Leukemia inhibitory factor-transfected embryonic fibroblasts and vascular endothelial growth factor successfully improve the skin substitute wound healing by increasing angiogenesis and matrix production.

BACKGROUND AND OBJECTIVE: The combined application of cytokines on embryonic fibroblasts and dermal substitute were studied for optimal skin defect coverage. The mechanism of combined treatment of leukemia inhibitory factor (LIF)-transfected embryonic fibroblasts and vascular endothelial growth factor (VEGF) were elucidated and subsequently the in vivo applications of both were tested in an artificial dermal substitute. METHODS: Mouse embryonic fibroblast cells, BALB-3T3, were stably transfected with mouse full-length LIF cDNA and added to various doses of VEGF for detection of signaling interaction.
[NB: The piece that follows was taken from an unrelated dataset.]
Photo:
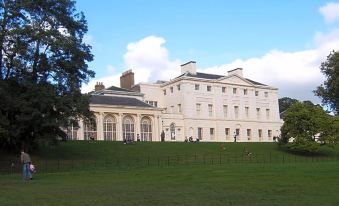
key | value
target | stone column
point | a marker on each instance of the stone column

LIF-transfected cells and VEGF treatment were tested with pig-tendon derived collagen dermal substitute in the backs of BALB/c male mice up to for 14 days. RESULTS: LIF-transfected cells as well as vector-transfected fibroblasts significantly proliferated by 1, 10, or 100 ng VEGF on days 3 and 5. Erk mitogen-activated protein (MAP) kinase phosphorylation was observed from 1 to 30 min in LIF-transfected and 10 ng of VEFG, and 1 to 60 min in LIF-transfected and 100 ng VEFG treatments. The cellular fibronectin levels also increased in LIF-transfected cells with 10 and 100 ng VEGF additions. In in vivo analyses, LIF-transfected embryonic fibroblasts with 50 microg of VEGF markedly enhanced collagen I expression and CD34 angiogenic marker on days 7 and 14. CONCLUSION: LIF transfection and VEGF treatment enhanced phosphorylated-Erk-MAP kinase in vitro. In vivo study revealed that the combined application of LIF transfection of embryonic fibroblasts with an angiogenic factor such as VEGF in the template of a dermal substitute induced greater skin collagen production and angiogenesis in the dermal substitute.